Saturday, November 20, 2010

Visual Acoustics: The Modernism of Julius Shulman



The term visual acoustics probably doesn't peak the interests of many people. When I told some of my friends that I was going to watch a film with a title of Visual Acoustics I was greeted with a sarcastic, "Have fun." Well I did my best to have fun, and I have to say that seeing a film about the photographic works of Julius Shulman was very rewarding. Julius Shulman was a photographer who's pictures documented the architectural movement of modernism that swept through America in the nineteen forties and nineteen fifties. For a reference of Shulman's photographs click on reference.

Eric Briker's 2008 film Visual Acoustics: The Modernism of Julius Shulman not only praises the artwork of an artist who has brought an appreciation of an architectural movement but also celebrates the vitality of a man who has strived for the recognition of a greater architect of design, and that is a spiritual one. Now it is not to say that Shulman was a believer in a Judeo-Christian God, for in fact the film does not so much go into his spiritual beliefs. But the film does show Shulman walking in his garden in his southern california home in which he says that this is his church, his sanctuary. A moment that is transcendental but also compliments his ideals of photographing architecture. The intricacy and design of the very defined modernist buildings is evidence of a aesthetic beauty and harmony. This harmony not only exists in nature but it exists in the photographs of Shulman.

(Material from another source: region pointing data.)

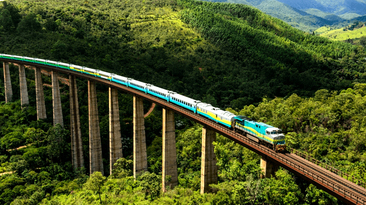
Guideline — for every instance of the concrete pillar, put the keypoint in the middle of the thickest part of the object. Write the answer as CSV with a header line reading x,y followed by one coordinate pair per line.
x,y
41,106
56,101
268,167
115,142
76,141
208,163
7,84
139,138
95,143
24,100
169,151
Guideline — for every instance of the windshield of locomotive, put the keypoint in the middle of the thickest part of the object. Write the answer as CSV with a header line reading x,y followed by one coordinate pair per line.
x,y
274,132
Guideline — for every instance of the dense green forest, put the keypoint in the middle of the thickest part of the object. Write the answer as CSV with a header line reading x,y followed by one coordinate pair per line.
x,y
229,55
309,15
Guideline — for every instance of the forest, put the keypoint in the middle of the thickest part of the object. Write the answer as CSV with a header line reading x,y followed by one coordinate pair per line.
x,y
230,55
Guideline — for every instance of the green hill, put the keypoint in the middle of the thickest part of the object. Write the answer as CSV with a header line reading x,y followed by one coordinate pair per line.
x,y
229,55
232,53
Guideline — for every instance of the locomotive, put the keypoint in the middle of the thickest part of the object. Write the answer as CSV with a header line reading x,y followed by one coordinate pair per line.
x,y
257,131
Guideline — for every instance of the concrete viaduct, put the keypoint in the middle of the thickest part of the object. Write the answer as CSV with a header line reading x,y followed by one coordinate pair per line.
x,y
323,178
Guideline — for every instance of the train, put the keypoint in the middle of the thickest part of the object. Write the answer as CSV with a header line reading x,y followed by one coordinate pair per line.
x,y
259,132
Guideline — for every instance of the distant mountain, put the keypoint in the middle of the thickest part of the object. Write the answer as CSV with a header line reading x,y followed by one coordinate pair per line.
x,y
311,14
337,7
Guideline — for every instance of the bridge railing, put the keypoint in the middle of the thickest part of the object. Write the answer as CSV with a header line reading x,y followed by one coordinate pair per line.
x,y
328,167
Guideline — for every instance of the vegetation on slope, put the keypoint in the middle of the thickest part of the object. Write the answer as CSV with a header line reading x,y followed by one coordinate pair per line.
x,y
224,54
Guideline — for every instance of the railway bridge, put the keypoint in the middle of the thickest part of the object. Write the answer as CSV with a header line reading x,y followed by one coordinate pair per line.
x,y
323,176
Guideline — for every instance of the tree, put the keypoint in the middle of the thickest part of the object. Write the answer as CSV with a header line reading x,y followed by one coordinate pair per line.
x,y
29,24
122,168
95,183
6,23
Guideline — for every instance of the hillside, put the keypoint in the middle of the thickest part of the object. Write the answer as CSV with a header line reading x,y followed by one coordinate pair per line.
x,y
310,15
229,55
355,33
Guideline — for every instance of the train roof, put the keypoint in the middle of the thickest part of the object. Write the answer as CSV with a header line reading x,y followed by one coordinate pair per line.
x,y
156,88
184,98
263,124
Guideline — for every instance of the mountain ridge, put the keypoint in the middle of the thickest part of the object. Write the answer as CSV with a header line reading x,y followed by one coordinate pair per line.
x,y
309,15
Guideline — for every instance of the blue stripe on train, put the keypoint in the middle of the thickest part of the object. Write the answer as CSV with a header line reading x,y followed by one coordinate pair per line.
x,y
182,105
137,88
204,114
157,95
120,82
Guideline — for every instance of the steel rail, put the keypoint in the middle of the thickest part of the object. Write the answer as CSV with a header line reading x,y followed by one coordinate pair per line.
x,y
329,174
300,169
323,174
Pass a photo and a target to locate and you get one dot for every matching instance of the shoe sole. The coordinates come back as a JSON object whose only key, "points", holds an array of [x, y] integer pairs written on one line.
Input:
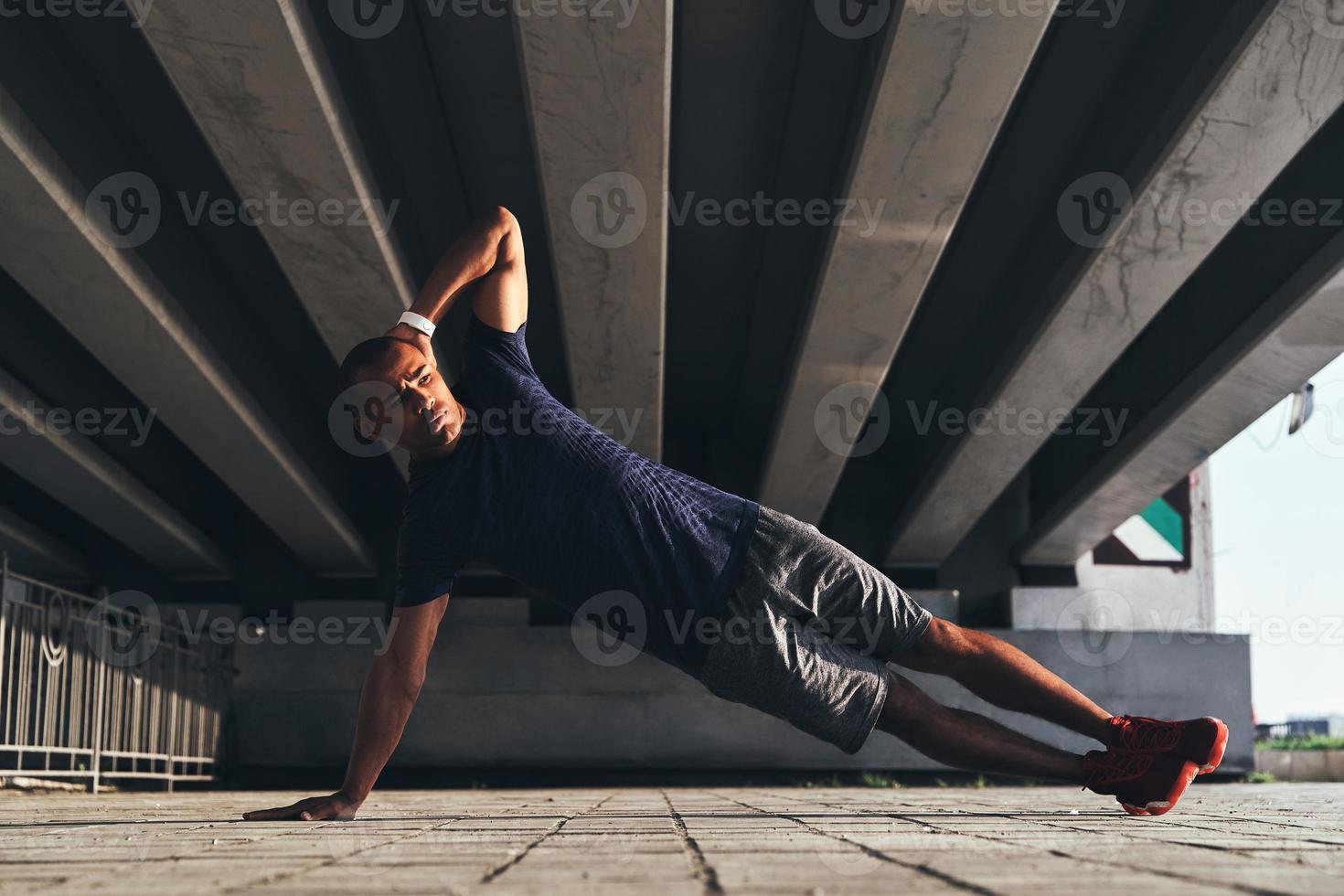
{"points": [[1163, 806], [1215, 753]]}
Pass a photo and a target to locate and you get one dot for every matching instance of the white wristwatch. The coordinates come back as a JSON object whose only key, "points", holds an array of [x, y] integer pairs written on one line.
{"points": [[415, 321]]}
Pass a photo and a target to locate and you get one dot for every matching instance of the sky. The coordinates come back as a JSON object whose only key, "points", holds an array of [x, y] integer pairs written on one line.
{"points": [[1278, 552]]}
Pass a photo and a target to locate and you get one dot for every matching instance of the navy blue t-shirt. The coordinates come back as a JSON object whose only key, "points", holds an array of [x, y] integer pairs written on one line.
{"points": [[540, 495]]}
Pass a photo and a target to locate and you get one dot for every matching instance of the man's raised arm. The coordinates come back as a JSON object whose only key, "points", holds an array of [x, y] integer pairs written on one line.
{"points": [[385, 704], [488, 254]]}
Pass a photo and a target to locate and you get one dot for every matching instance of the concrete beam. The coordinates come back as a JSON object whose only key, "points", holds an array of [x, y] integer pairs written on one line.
{"points": [[76, 472], [1237, 144], [600, 91], [260, 86], [945, 88], [1198, 421], [35, 552], [119, 309]]}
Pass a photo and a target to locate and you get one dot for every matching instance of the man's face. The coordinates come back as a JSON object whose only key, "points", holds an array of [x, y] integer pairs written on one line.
{"points": [[431, 417]]}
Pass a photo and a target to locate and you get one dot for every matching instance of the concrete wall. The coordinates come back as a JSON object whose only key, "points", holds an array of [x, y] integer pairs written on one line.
{"points": [[502, 693], [1301, 764], [1135, 598]]}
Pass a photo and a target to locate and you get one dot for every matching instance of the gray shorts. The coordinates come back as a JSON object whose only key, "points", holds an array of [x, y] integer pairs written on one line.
{"points": [[808, 630]]}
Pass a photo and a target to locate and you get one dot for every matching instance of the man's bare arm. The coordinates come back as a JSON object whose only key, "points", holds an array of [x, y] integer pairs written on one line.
{"points": [[385, 704], [491, 255]]}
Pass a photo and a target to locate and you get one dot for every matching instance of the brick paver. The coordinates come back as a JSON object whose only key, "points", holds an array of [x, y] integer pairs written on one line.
{"points": [[1273, 838]]}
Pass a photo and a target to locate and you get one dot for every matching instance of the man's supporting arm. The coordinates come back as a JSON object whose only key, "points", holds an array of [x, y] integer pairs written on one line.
{"points": [[385, 704], [488, 254]]}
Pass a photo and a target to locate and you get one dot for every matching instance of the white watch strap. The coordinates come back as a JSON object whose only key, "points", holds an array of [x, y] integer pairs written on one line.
{"points": [[415, 321]]}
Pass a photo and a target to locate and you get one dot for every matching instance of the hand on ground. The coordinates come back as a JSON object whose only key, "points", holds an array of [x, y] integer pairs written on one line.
{"points": [[335, 807]]}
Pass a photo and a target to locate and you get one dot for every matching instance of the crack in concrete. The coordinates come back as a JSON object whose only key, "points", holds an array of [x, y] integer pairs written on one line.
{"points": [[875, 853], [494, 872], [694, 855]]}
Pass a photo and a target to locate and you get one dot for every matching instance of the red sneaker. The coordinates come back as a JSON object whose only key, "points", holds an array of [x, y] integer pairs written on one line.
{"points": [[1143, 784], [1198, 741]]}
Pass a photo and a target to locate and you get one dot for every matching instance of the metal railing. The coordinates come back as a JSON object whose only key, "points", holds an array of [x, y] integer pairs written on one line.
{"points": [[97, 690]]}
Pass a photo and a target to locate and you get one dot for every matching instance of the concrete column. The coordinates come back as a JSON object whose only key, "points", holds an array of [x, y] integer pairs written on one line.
{"points": [[946, 85], [600, 91], [1287, 80]]}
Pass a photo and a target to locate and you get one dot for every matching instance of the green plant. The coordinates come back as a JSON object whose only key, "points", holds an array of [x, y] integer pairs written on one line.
{"points": [[874, 779], [1310, 741]]}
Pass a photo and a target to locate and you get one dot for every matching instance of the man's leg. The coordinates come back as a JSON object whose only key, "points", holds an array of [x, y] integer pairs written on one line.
{"points": [[1004, 676], [968, 741]]}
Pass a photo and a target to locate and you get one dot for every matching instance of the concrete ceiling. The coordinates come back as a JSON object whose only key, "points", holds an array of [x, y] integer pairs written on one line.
{"points": [[722, 341]]}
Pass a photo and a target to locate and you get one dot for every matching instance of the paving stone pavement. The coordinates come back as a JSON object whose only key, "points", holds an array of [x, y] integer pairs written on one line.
{"points": [[1258, 838]]}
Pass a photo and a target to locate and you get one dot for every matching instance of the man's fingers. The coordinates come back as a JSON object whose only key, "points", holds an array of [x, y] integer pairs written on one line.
{"points": [[276, 815]]}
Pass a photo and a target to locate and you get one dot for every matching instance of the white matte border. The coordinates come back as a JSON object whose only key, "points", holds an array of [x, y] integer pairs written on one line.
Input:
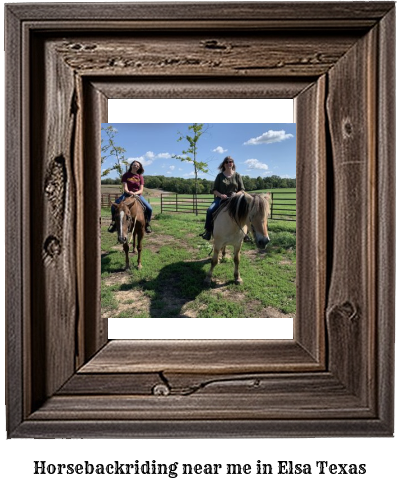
{"points": [[203, 111]]}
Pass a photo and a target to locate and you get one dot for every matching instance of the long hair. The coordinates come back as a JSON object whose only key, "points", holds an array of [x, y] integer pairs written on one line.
{"points": [[239, 206], [225, 160], [140, 170]]}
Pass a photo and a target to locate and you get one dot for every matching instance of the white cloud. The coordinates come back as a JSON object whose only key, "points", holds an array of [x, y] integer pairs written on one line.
{"points": [[149, 157], [269, 137], [219, 150], [255, 164], [163, 155]]}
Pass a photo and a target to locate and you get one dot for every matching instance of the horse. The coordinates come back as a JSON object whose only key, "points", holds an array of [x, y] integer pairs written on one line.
{"points": [[230, 227], [129, 218]]}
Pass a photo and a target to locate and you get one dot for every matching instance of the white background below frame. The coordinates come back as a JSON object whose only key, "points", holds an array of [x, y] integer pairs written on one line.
{"points": [[201, 111]]}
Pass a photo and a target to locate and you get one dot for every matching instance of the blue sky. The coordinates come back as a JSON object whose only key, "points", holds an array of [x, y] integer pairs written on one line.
{"points": [[258, 149]]}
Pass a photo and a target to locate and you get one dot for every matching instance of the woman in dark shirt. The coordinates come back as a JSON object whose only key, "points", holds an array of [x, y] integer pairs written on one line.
{"points": [[227, 183], [133, 184]]}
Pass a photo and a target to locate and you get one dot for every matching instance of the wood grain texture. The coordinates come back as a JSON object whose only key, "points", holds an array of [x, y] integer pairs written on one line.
{"points": [[243, 55], [53, 210], [200, 356], [175, 87], [351, 307], [312, 237], [65, 62], [16, 248], [359, 14], [385, 230]]}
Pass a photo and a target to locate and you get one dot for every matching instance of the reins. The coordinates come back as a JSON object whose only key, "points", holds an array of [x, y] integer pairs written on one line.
{"points": [[236, 216]]}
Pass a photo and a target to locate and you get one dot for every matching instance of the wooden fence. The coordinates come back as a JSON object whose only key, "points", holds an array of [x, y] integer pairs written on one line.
{"points": [[283, 206]]}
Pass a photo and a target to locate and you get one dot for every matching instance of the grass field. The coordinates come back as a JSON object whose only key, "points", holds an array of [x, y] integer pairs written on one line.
{"points": [[175, 261]]}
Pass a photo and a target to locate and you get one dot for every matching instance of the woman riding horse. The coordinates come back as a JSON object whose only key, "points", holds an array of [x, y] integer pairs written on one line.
{"points": [[133, 185], [227, 183]]}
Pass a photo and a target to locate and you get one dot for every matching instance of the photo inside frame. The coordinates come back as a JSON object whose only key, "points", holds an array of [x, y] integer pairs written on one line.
{"points": [[177, 166]]}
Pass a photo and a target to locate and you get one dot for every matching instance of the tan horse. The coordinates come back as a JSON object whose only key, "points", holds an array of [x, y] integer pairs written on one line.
{"points": [[129, 218], [230, 227]]}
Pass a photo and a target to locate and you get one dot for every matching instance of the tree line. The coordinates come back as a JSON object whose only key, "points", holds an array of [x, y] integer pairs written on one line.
{"points": [[204, 186]]}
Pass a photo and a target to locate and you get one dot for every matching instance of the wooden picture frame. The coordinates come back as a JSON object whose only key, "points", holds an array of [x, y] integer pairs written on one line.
{"points": [[64, 378]]}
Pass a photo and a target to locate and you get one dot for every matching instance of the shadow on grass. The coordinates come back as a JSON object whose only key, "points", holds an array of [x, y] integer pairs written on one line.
{"points": [[176, 285]]}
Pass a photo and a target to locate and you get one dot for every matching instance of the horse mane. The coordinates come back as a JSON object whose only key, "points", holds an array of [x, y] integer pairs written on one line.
{"points": [[239, 206]]}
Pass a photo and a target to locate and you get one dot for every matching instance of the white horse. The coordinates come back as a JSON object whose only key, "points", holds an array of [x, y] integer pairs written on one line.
{"points": [[230, 227]]}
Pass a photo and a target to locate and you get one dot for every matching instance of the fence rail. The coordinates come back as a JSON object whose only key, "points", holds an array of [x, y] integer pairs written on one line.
{"points": [[283, 205]]}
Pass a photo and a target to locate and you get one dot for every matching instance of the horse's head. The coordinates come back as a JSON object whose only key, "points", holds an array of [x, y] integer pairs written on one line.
{"points": [[123, 220], [258, 218]]}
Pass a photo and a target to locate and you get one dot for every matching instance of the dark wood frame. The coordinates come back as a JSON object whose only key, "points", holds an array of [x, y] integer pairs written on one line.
{"points": [[64, 379]]}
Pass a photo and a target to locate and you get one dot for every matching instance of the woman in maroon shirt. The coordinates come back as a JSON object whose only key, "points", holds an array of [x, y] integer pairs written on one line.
{"points": [[133, 184]]}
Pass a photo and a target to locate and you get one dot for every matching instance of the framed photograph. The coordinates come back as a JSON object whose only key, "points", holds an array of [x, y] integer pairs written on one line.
{"points": [[65, 378]]}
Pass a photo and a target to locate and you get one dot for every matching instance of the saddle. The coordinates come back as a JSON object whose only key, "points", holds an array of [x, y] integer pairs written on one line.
{"points": [[129, 201]]}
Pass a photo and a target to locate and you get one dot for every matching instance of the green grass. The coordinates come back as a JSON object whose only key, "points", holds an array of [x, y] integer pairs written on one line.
{"points": [[175, 263]]}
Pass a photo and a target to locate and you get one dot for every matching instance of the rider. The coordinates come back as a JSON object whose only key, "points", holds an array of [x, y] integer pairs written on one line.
{"points": [[133, 184], [227, 183]]}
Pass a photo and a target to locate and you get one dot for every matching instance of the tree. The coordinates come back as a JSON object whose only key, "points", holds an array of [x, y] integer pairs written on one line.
{"points": [[110, 149], [190, 155]]}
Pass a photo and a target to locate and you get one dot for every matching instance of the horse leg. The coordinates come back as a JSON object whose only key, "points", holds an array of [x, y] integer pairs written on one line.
{"points": [[126, 249], [139, 247], [237, 277], [223, 252], [134, 244], [215, 260]]}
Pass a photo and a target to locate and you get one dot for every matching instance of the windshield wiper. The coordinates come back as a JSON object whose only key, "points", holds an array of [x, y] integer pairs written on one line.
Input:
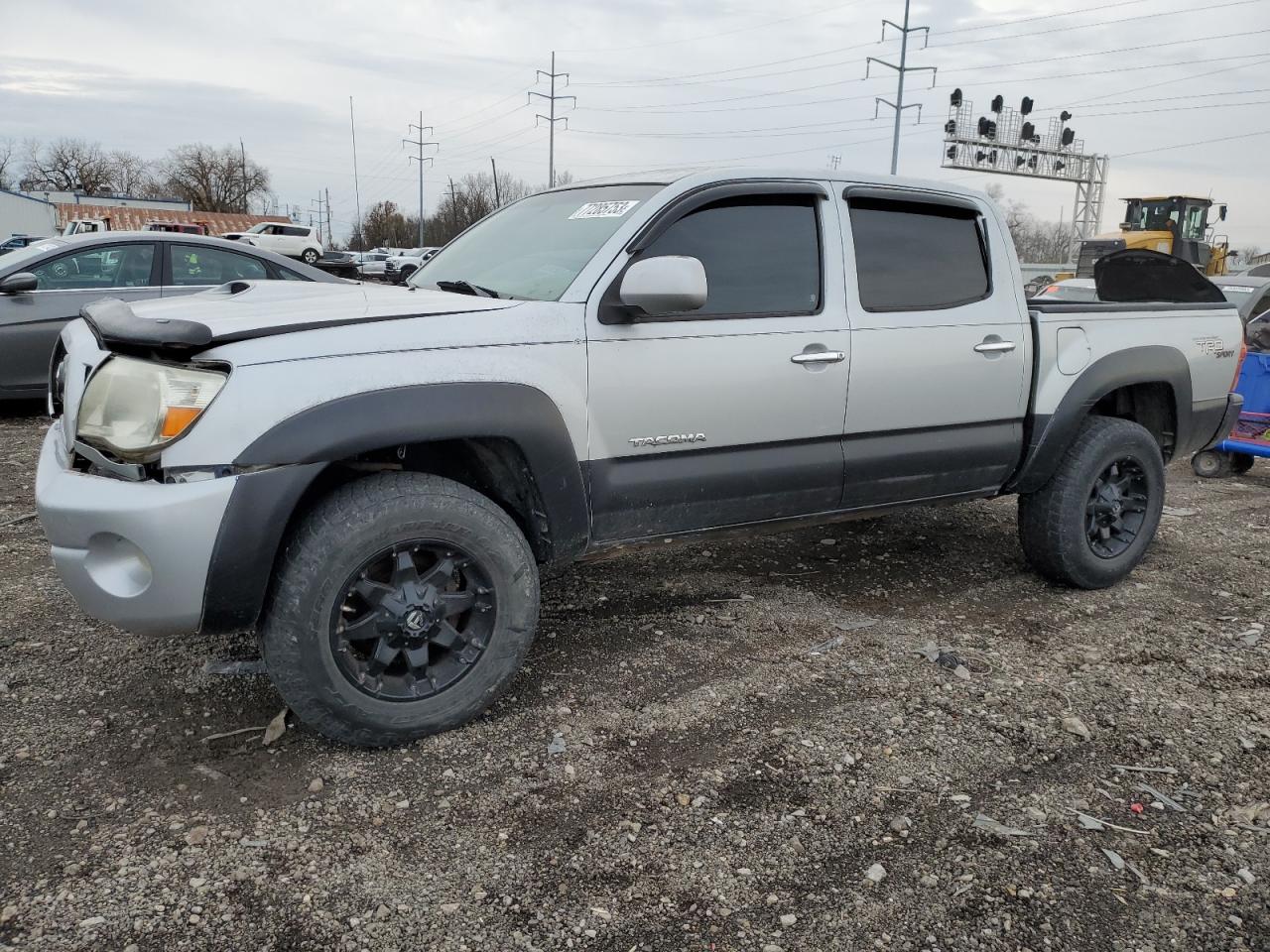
{"points": [[466, 287]]}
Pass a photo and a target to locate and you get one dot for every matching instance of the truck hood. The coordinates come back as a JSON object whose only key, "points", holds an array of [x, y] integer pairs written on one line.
{"points": [[243, 309]]}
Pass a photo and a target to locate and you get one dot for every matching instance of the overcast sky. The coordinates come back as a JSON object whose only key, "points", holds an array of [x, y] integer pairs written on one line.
{"points": [[658, 82]]}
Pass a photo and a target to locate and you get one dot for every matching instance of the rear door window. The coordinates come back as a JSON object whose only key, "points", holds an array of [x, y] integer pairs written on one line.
{"points": [[919, 255], [761, 255], [197, 264]]}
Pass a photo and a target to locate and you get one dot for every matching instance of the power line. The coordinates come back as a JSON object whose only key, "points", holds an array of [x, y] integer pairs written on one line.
{"points": [[693, 79], [715, 36], [1188, 145], [659, 108]]}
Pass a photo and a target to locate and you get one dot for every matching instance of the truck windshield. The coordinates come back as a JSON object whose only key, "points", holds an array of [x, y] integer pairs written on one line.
{"points": [[534, 248]]}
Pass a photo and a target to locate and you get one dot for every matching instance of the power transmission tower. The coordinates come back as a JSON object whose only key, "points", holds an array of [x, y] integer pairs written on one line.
{"points": [[421, 159], [550, 118], [898, 105], [318, 209]]}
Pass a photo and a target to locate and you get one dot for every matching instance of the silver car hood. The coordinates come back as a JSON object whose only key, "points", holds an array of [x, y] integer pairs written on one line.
{"points": [[244, 309]]}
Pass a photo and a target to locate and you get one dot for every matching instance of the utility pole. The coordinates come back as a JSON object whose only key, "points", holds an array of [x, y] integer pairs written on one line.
{"points": [[421, 159], [357, 188], [550, 118], [898, 105], [318, 214], [243, 153]]}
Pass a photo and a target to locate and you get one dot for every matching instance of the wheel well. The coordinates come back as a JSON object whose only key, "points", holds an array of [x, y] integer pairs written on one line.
{"points": [[494, 467], [1151, 405]]}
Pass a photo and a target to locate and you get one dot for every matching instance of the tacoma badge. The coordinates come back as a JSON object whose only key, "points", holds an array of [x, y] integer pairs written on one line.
{"points": [[671, 438]]}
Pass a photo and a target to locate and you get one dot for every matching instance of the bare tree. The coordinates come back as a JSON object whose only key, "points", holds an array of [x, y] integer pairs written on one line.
{"points": [[64, 166], [130, 175], [212, 179]]}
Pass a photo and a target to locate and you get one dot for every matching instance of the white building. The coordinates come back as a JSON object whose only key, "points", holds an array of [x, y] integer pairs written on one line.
{"points": [[23, 214], [154, 204]]}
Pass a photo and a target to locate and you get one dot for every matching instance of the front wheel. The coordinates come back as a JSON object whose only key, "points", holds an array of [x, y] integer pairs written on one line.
{"points": [[403, 606], [1095, 518]]}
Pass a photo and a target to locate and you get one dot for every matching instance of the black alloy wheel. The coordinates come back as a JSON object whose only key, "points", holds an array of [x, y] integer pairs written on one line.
{"points": [[413, 620], [1116, 508]]}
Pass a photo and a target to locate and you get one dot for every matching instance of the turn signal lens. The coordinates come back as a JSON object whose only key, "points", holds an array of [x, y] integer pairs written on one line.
{"points": [[134, 408]]}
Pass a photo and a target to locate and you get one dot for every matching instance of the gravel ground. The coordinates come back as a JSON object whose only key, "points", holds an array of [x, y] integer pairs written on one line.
{"points": [[729, 746]]}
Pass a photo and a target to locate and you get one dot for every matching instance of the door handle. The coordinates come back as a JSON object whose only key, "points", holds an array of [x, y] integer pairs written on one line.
{"points": [[994, 347], [820, 357]]}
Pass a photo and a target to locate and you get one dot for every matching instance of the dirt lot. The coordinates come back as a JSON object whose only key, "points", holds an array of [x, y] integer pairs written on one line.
{"points": [[698, 756]]}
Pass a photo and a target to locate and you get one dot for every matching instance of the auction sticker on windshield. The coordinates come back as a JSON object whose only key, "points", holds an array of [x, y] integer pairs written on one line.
{"points": [[603, 209]]}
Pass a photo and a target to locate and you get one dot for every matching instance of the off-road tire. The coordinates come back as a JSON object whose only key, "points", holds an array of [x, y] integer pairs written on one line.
{"points": [[1211, 465], [1053, 520], [335, 537]]}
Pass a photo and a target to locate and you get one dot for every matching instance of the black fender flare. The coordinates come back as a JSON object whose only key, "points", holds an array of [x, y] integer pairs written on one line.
{"points": [[296, 449], [1052, 434]]}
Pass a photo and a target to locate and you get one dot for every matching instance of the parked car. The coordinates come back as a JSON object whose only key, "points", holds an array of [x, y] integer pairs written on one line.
{"points": [[48, 284], [1248, 294], [371, 264], [339, 263], [300, 241], [372, 480], [17, 241], [398, 268], [1070, 290]]}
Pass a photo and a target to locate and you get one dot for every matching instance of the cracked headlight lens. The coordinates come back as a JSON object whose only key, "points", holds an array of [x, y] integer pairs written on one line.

Throughout the film Shulman revisits the sights of some his famous photographs and his recollections of taking the pictures are revelatory. In one instance a house that he photographed was once surrounded by pristine mountain landscapes. Now a run of the mill development is next to the house, blocking the beautiful view that once graced the photo. Shulman knows that times do change but there is a cost to the way we change things. Part of the documentary focuses on Shulman's advocacy of the environment. Footage of an interview, from the nineteen seventies, is incorporated and shows Shulman proposing conservationist rhetoric but the rhetoric is looked down upon. Not only does Shulman wish to conserve the moments captured in his photographs he also wishes to conserve the word in which he lives. By following Shulman and hearing his insight we are shown a world that has a beauty that is parrellel to what Shulman was able to capture in his photographs. A stillness that shows God's design and man's design working in harmony. Maybe that is hard to see for some but one photograph that may very well touch upon this balance is Case Study House #22.



In this one photograph a glass walled room hovers over the lights of Los Angeles. Inside the house two women on couches that are precariously close to the glass edge. Their demeanor is non-chalant, the round chinese lantern type lights that hang inside the house seem to also hang outside of the house. The picture is a moment in time, nothing seems out of place but yet there is a transcendent quality that the stillness offers. Maybe it is the possibility that in structural order of design there can be a structured world. Shulman revisits the house and its owners and mentions that the shot was nothing more than a chance opportunity. The photo was just one of many different shots of the house taken that night. While Shulman is at the house he is asked about how he was able to create such an effective image. Dante Spinotti, cinematographer, creates a highly organized series of dolly shots around the same set up that Shulman had captured years before. The shots that Spinotti creates are evocative but yet do not fully capture what Shulman had photographed in nineteen sixty.

Shulman's charisma and passion for photographer continued his exploration into capturing architectural spaces on photograph, even up to his death in two thousand and nine. In one scene towards the end of the film Shulmans archive of photographs are donated to the Getty Museum. Shulman bears witness to giving over his collection of photo's, and knowing Shulman these are not your ordinary photo's. A treasure trove of beauty and the profound are continually being released even though Shulman has now passed away. Watching a film about photographing houses may not sound exciting but for anyone who has ever created something or has had the desire to create, the potential for beauty and connecting to others is always a possibility. We may never fully understand how it is that art can be such a moving force but maybe we can come to understand when we are still and take in the design that is around us.